💽 NFT Tech FAQs

💽 How does NFT minting work?

NFT (Non-Fungible Token) minting binds an artwork to a blockchain token. Minting is a backend process that uses a smart contract and a set of parameters to assign ownership and security. On initial minting, the creator may be the first owner or the original “controlled by” address.

When an NFT is sold, a new token is not created. Instead, the “controlled by” address is updated. Therefore making provenance explicit within the blockchain token.

💽 How does an NFT work technically?

A minted NFT to the Etherium blockchain is on the ERC-721 standard that implements an API for tokens within Smart Contracts. The ERC-721 standard provides the basic functionality to track and transfer NFTs.

NFT tokens operate like other crypto tokens. Therefore, NFT artwork can be bought and sold freely on connected Etherium-based exchanges or wallets.

💽 Can an NFT be hacked?

NFTs cannot be hacked individually like an email address.

An NFT is essentially crystallized on the blockchain as code and cannot be modified. The decentralization and distribution over a network tighten the security of blockchain technology versus previous singular digital storage systems. Without a singular point of failure, blockchain is much harder to corrupt.
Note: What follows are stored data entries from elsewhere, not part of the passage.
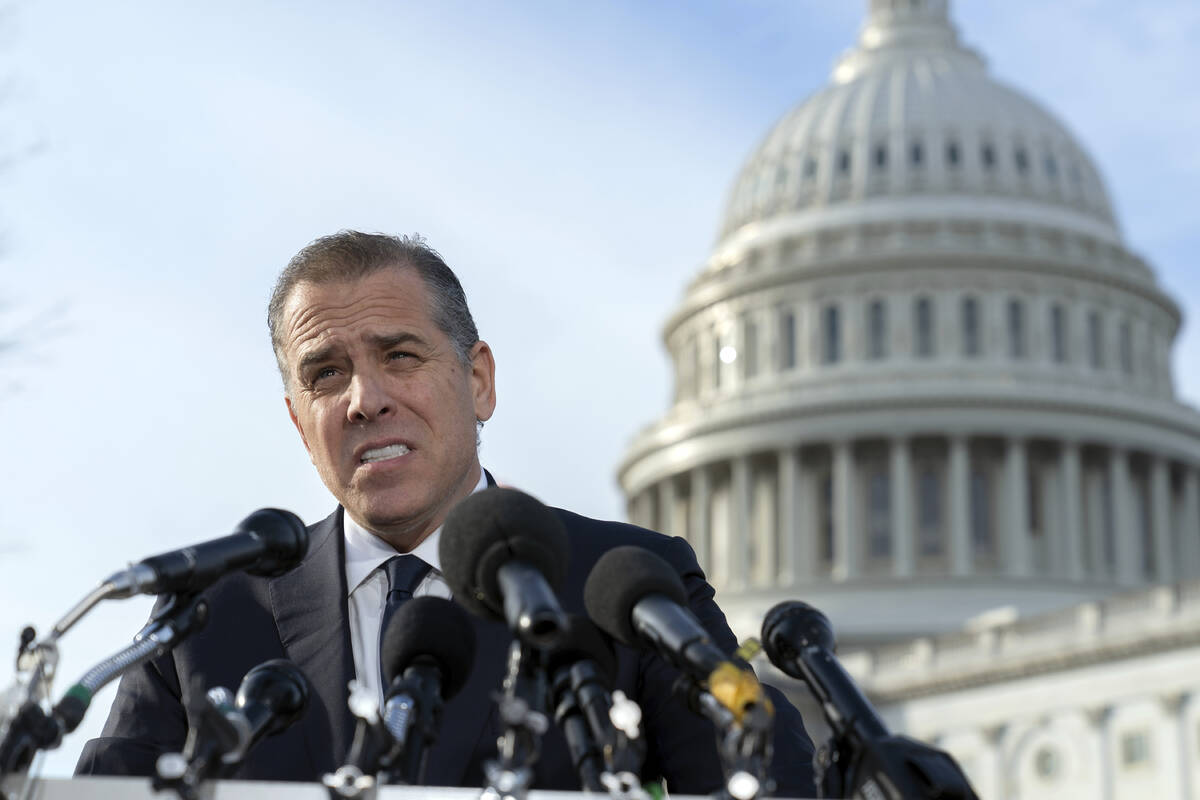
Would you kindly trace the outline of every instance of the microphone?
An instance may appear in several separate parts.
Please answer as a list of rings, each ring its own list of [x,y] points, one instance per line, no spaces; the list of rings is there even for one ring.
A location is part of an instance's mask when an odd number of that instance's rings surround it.
[[[657,650],[678,669],[707,683],[731,662],[686,604],[687,592],[675,569],[633,545],[614,547],[601,556],[583,587],[583,605],[605,633],[627,647]]]
[[[229,775],[263,739],[281,733],[308,708],[308,679],[286,658],[265,661],[242,678],[237,695],[215,686],[203,696],[193,681],[188,700],[192,730],[182,753],[164,753],[154,788],[195,796],[201,782]]]
[[[245,570],[274,577],[300,563],[308,531],[290,511],[261,508],[219,539],[143,559],[106,581],[109,597],[198,592],[223,575]]]
[[[779,603],[763,618],[762,642],[772,664],[812,690],[833,731],[838,752],[822,796],[977,799],[949,754],[888,732],[834,657],[833,626],[820,611],[795,600]]]
[[[567,626],[554,594],[569,544],[558,515],[523,492],[491,487],[450,510],[438,555],[455,599],[503,620],[524,642],[551,644]]]
[[[475,629],[466,612],[440,597],[400,606],[383,633],[380,663],[387,692],[383,725],[394,741],[390,765],[401,782],[421,780],[442,704],[467,682],[475,664]],[[387,765],[385,765],[387,766]]]
[[[247,672],[233,708],[225,714],[238,731],[237,746],[221,760],[239,764],[261,740],[291,727],[308,708],[308,695],[308,678],[286,658],[265,661]]]
[[[601,556],[583,587],[583,604],[602,630],[626,646],[658,651],[691,679],[676,685],[719,732],[725,791],[736,798],[770,794],[775,709],[754,671],[714,645],[686,603],[675,568],[636,546]]]
[[[563,636],[546,651],[550,706],[583,788],[604,791],[602,767],[611,761],[617,746],[608,717],[616,655],[590,619],[572,614],[567,620]]]
[[[777,604],[763,617],[762,641],[772,664],[812,689],[835,733],[852,732],[862,739],[888,735],[883,720],[834,657],[833,626],[820,611],[798,600]]]

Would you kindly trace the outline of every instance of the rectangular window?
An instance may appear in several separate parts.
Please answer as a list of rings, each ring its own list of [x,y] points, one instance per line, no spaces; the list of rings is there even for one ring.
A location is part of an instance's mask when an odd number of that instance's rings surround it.
[[[1017,299],[1008,301],[1008,354],[1025,357],[1025,306]]]
[[[1133,330],[1128,321],[1121,323],[1121,371],[1133,374]]]
[[[820,557],[825,563],[833,562],[833,473],[821,475],[821,495],[818,498],[818,520],[820,522]]]
[[[979,301],[968,297],[962,304],[963,355],[974,358],[979,355]]]
[[[1050,307],[1050,355],[1060,364],[1067,360],[1067,312],[1057,303]]]
[[[721,337],[714,335],[712,348],[712,386],[714,389],[721,388],[721,368],[723,366],[721,363],[721,350]]]
[[[836,364],[842,359],[842,321],[837,306],[826,306],[822,315],[821,362]]]
[[[916,325],[916,354],[919,358],[933,356],[933,301],[928,297],[917,299],[913,309]]]
[[[779,317],[779,368],[796,366],[796,315],[784,311]]]
[[[1029,511],[1029,535],[1037,539],[1042,535],[1042,470],[1035,464],[1029,465],[1026,474],[1025,491],[1028,502],[1025,504]]]
[[[1088,360],[1092,369],[1104,369],[1104,327],[1099,311],[1088,314]]]
[[[745,319],[742,323],[742,346],[745,350],[745,365],[746,377],[753,378],[758,374],[758,325],[752,319]]]
[[[942,483],[933,466],[917,471],[917,546],[923,556],[942,553]]]
[[[971,470],[971,544],[975,554],[980,556],[996,554],[991,488],[986,469],[976,467]]]
[[[1136,767],[1149,761],[1149,731],[1132,731],[1121,736],[1121,766]]]
[[[892,554],[892,494],[883,466],[867,473],[867,554],[872,559]]]
[[[867,312],[869,327],[867,356],[872,359],[887,357],[887,306],[882,300],[871,303]]]

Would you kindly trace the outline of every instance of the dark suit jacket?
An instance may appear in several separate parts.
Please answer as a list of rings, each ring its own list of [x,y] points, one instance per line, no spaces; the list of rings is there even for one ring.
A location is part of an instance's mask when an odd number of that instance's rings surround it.
[[[713,602],[691,547],[632,525],[557,512],[571,541],[564,610],[584,613],[583,586],[609,548],[636,544],[667,559],[688,590],[691,610],[727,652],[736,647]],[[76,774],[151,775],[159,754],[183,749],[188,720],[180,687],[200,674],[204,686],[236,690],[251,667],[289,658],[308,676],[312,694],[304,718],[262,741],[233,776],[241,779],[317,781],[336,769],[350,747],[354,721],[347,683],[354,677],[350,648],[342,510],[309,528],[309,552],[278,578],[229,575],[207,592],[209,623],[172,653],[121,679],[103,736],[83,749]],[[465,687],[446,703],[440,735],[429,751],[431,785],[482,786],[483,762],[493,758],[500,733],[491,694],[500,687],[511,635],[499,623],[472,618],[475,666]],[[678,673],[656,655],[617,646],[615,688],[642,707],[649,750],[643,776],[665,777],[674,792],[706,793],[721,783],[712,726],[674,696]],[[773,691],[773,690],[772,690]],[[779,693],[773,772],[783,796],[813,794],[812,745],[799,713]],[[544,737],[535,789],[577,789],[565,740],[556,728]]]

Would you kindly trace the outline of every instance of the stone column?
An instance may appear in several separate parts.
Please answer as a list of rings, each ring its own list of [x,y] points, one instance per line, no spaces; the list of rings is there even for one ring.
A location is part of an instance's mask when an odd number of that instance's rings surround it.
[[[1159,703],[1162,707],[1163,717],[1166,720],[1164,727],[1169,728],[1171,735],[1175,739],[1175,752],[1167,751],[1163,759],[1167,763],[1164,767],[1163,774],[1167,777],[1167,791],[1164,796],[1189,798],[1192,796],[1192,748],[1188,747],[1188,709],[1190,707],[1191,694],[1189,692],[1173,692],[1169,695],[1159,698]],[[1174,773],[1173,776],[1167,773]],[[1174,783],[1177,791],[1171,791],[1170,785]]]
[[[731,591],[745,588],[748,572],[746,558],[750,530],[750,458],[735,456],[730,462],[729,478],[729,580]]]
[[[1007,725],[991,725],[982,731],[983,740],[989,748],[989,755],[992,757],[991,772],[992,785],[991,791],[984,791],[984,797],[1011,797],[1013,795],[1012,776],[1008,774],[1005,768],[1004,758],[1004,737],[1008,733]],[[983,787],[975,786],[976,791],[982,790]]]
[[[849,580],[858,572],[858,519],[854,492],[853,443],[833,445],[833,579]]]
[[[1079,444],[1063,442],[1059,454],[1062,467],[1062,553],[1067,579],[1083,580],[1083,487],[1080,483]]]
[[[805,576],[808,554],[800,546],[800,451],[785,447],[777,453],[779,487],[779,585],[794,586]]]
[[[1109,742],[1108,723],[1112,719],[1112,708],[1101,706],[1089,709],[1087,715],[1088,727],[1092,734],[1092,747],[1096,751],[1096,766],[1100,786],[1098,800],[1112,800],[1113,796],[1113,765],[1112,744]]]
[[[971,573],[971,505],[967,438],[950,439],[950,574]]]
[[[891,482],[892,501],[892,574],[906,578],[913,574],[912,515],[912,452],[907,439],[893,439],[891,464],[888,480]]]
[[[1142,576],[1142,542],[1133,521],[1129,454],[1113,448],[1108,454],[1108,483],[1112,492],[1113,536],[1116,538],[1117,582],[1136,586]]]
[[[1030,573],[1029,462],[1025,442],[1009,439],[1004,453],[1004,566],[1009,575]]]
[[[1150,462],[1150,535],[1154,542],[1154,578],[1175,580],[1175,549],[1171,546],[1171,475],[1160,455]]]
[[[681,530],[679,515],[675,509],[675,479],[664,478],[658,484],[658,532],[668,536],[687,538],[687,531]]]
[[[709,553],[709,509],[712,508],[711,486],[708,480],[708,467],[699,466],[692,470],[691,512],[688,523],[691,527],[688,541],[696,551],[700,566],[705,572],[712,572]]]
[[[1178,521],[1181,577],[1200,575],[1200,473],[1192,464],[1183,469],[1183,518]]]

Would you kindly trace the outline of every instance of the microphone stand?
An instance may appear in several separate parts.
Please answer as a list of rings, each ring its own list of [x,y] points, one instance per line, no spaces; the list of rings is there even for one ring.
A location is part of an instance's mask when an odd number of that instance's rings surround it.
[[[588,741],[599,749],[603,758],[600,790],[619,798],[646,797],[639,778],[646,757],[646,740],[641,736],[641,708],[623,692],[610,695],[596,662],[591,659],[572,664],[566,678],[570,680],[569,694],[587,723],[583,735],[588,736]],[[557,711],[555,718],[558,719]],[[571,737],[565,728],[564,733],[570,744]],[[578,769],[584,788],[591,788],[584,779],[584,766]]]
[[[155,764],[151,786],[160,792],[169,789],[180,800],[197,800],[200,784],[225,771],[226,754],[236,753],[240,736],[224,710],[232,708],[233,693],[223,686],[213,687],[206,694],[203,678],[193,675],[184,698],[189,720],[182,753],[163,753]]]
[[[376,773],[391,744],[379,718],[379,704],[374,692],[358,681],[350,681],[347,702],[350,713],[358,722],[346,763],[321,778],[321,783],[329,790],[330,800],[375,797],[379,788]]]
[[[533,783],[533,764],[541,751],[542,735],[550,727],[542,651],[514,639],[508,649],[503,688],[496,701],[504,735],[498,758],[484,763],[488,785],[481,800],[523,800]]]
[[[725,773],[720,796],[753,800],[770,795],[775,787],[767,767],[771,763],[775,714],[770,701],[762,696],[761,684],[748,668],[729,661],[722,662],[706,683],[685,673],[676,679],[674,690],[717,729],[717,752]],[[756,702],[748,702],[755,696]]]
[[[69,620],[66,627],[82,616],[82,613],[77,613],[79,608],[77,606],[65,618]],[[49,713],[42,708],[39,694],[49,693],[49,683],[58,660],[55,640],[65,628],[60,622],[47,641],[37,645],[32,644],[32,629],[26,628],[22,632],[22,655],[28,656],[31,662],[32,677],[26,683],[27,699],[20,704],[17,715],[6,726],[3,741],[0,742],[0,775],[23,772],[28,769],[38,750],[58,747],[64,734],[79,727],[96,692],[133,667],[163,655],[204,627],[207,621],[208,603],[199,595],[172,595],[131,644],[88,670],[67,689]],[[21,666],[20,659],[18,666]],[[20,682],[18,678],[18,684]]]

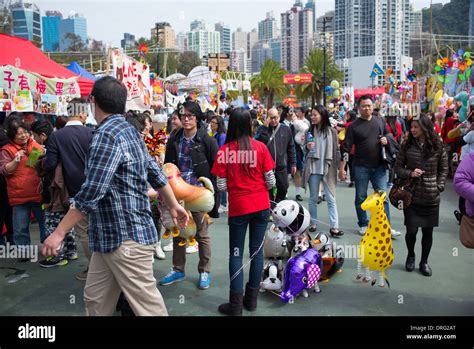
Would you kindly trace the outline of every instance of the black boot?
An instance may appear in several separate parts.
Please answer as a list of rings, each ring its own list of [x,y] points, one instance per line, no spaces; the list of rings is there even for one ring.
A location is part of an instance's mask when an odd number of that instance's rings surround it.
[[[405,269],[409,272],[412,272],[413,270],[415,270],[415,256],[407,257],[407,261],[405,262]]]
[[[248,283],[245,285],[244,308],[246,310],[255,311],[257,309],[258,292],[258,287],[250,287]]]
[[[219,312],[229,316],[242,316],[242,293],[229,292],[229,303],[219,305]]]
[[[420,271],[424,276],[431,276],[433,275],[433,271],[431,270],[431,267],[428,265],[428,263],[420,263]]]

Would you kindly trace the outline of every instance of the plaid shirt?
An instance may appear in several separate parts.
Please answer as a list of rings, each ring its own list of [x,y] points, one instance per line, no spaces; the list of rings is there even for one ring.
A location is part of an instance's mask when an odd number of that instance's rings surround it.
[[[158,189],[167,179],[122,115],[109,116],[95,131],[85,175],[73,205],[89,215],[91,251],[112,252],[126,240],[158,242],[147,181]]]
[[[178,167],[181,172],[181,177],[186,181],[186,183],[199,185],[200,182],[197,181],[197,178],[194,175],[193,160],[191,159],[191,148],[196,144],[194,140],[195,137],[196,136],[188,140],[183,135],[179,140]]]

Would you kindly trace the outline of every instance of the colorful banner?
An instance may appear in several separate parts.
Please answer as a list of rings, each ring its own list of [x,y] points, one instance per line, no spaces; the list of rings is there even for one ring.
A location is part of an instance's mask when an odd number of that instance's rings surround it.
[[[313,74],[287,74],[283,75],[283,83],[285,85],[303,85],[311,84]]]
[[[45,78],[36,73],[15,68],[11,65],[0,67],[0,88],[31,93],[81,96],[76,78]]]
[[[153,99],[151,105],[154,108],[163,108],[165,90],[163,80],[153,80]]]
[[[151,106],[150,68],[125,55],[120,49],[111,51],[115,78],[127,87],[127,110],[145,111]]]
[[[13,104],[12,111],[34,111],[33,107],[33,97],[31,96],[31,91],[13,91],[12,96]]]
[[[41,104],[37,112],[41,114],[57,114],[59,97],[56,95],[41,95]]]

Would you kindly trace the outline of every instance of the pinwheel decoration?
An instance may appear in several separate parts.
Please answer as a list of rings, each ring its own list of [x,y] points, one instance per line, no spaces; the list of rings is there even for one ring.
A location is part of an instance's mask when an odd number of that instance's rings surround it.
[[[138,57],[140,57],[140,63],[145,63],[145,55],[148,54],[148,46],[145,44],[140,44],[138,46]]]
[[[410,82],[414,82],[416,81],[416,71],[415,69],[408,69],[407,73],[406,73],[406,76],[407,76],[407,80],[410,81]]]
[[[472,58],[471,52],[464,52],[462,48],[453,54],[454,66],[459,69],[459,80],[466,81],[471,76]]]
[[[442,83],[449,83],[451,77],[448,74],[453,68],[454,62],[451,61],[448,57],[443,57],[436,61],[435,72],[438,73],[438,80]]]

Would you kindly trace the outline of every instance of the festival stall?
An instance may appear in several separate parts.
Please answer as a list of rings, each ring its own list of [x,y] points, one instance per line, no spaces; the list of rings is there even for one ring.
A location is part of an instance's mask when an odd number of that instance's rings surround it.
[[[97,80],[97,77],[94,76],[93,74],[89,73],[86,69],[84,69],[81,65],[79,65],[79,63],[77,63],[76,61],[73,61],[71,62],[71,64],[69,64],[67,66],[67,68],[72,71],[74,74],[77,74],[83,78],[86,78],[86,79],[89,79],[89,80]]]

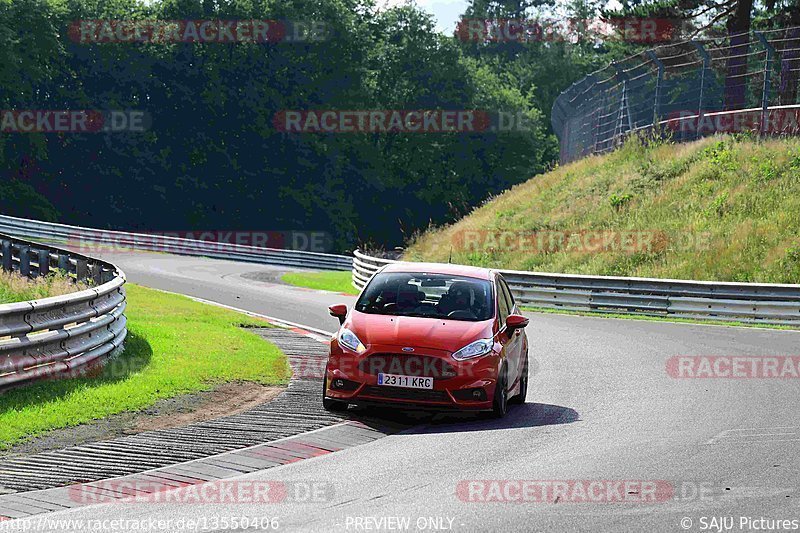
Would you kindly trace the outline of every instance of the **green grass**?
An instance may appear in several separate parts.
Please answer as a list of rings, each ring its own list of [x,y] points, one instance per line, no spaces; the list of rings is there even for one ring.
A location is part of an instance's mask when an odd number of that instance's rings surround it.
[[[230,381],[284,384],[291,371],[274,345],[240,325],[263,321],[127,284],[125,351],[94,377],[48,381],[0,395],[0,448],[163,398]]]
[[[358,294],[358,289],[353,287],[353,274],[349,270],[335,272],[288,272],[281,276],[281,280],[284,283],[297,287],[344,292],[346,294]]]
[[[472,230],[658,237],[636,251],[520,250],[466,243]],[[514,270],[800,283],[800,139],[633,140],[535,176],[457,223],[418,235],[404,259],[446,262],[451,253],[454,263]]]
[[[62,274],[29,279],[17,273],[0,271],[0,304],[59,296],[86,288],[88,285],[85,283],[73,283]]]

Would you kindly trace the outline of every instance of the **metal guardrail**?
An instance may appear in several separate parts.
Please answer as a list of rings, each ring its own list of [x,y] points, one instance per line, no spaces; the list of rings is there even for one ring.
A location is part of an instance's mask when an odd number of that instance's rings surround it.
[[[82,249],[91,250],[96,246],[96,251],[104,251],[102,247],[108,246],[105,251],[145,250],[320,270],[350,270],[353,267],[353,258],[346,255],[82,228],[6,215],[0,215],[0,231],[35,239],[55,240],[80,246]]]
[[[390,259],[354,252],[362,289]],[[521,305],[710,321],[800,326],[800,285],[546,274],[499,270]]]
[[[125,274],[82,254],[0,234],[3,270],[24,276],[66,273],[86,290],[0,305],[0,391],[77,376],[121,350],[127,336]]]

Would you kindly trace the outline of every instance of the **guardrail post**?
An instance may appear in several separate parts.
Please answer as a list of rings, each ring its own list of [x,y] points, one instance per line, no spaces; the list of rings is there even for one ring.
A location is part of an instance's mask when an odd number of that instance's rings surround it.
[[[697,102],[697,127],[695,133],[700,137],[700,124],[703,121],[703,96],[706,88],[706,71],[709,69],[711,63],[711,56],[708,55],[703,43],[699,41],[691,41],[692,45],[697,49],[697,53],[703,58],[703,70],[700,72],[700,98]]]
[[[764,86],[761,89],[761,128],[760,133],[766,133],[767,118],[769,114],[769,91],[770,91],[770,74],[772,72],[772,61],[775,57],[775,48],[770,44],[764,34],[760,31],[753,32],[761,44],[767,50],[767,57],[764,58]]]
[[[92,281],[94,282],[95,286],[102,285],[100,280],[103,279],[103,265],[94,263],[91,265],[90,271],[92,273]]]
[[[39,250],[39,276],[50,273],[50,250]]]
[[[114,279],[114,271],[110,268],[101,268],[100,283],[106,283]]]
[[[658,68],[656,75],[656,87],[653,94],[653,128],[660,122],[661,117],[661,86],[664,84],[664,63],[658,58],[653,50],[648,50],[647,55],[653,60]]]
[[[86,264],[86,259],[79,257],[75,261],[75,279],[83,281],[89,277],[89,265]]]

However, a wallet holding an NFT is vulnerable to a hack. Blockchain wallets and user accounts need to be regarded and protected by the account owner as a bank or securities account. Failure to protect your tokens can place unwarranted risk on the account and vulnerable to hackers. Your security measures may include using unique login credentials, 2FA (two-factor login), avoiding phishing scams, and keeping critical information offline.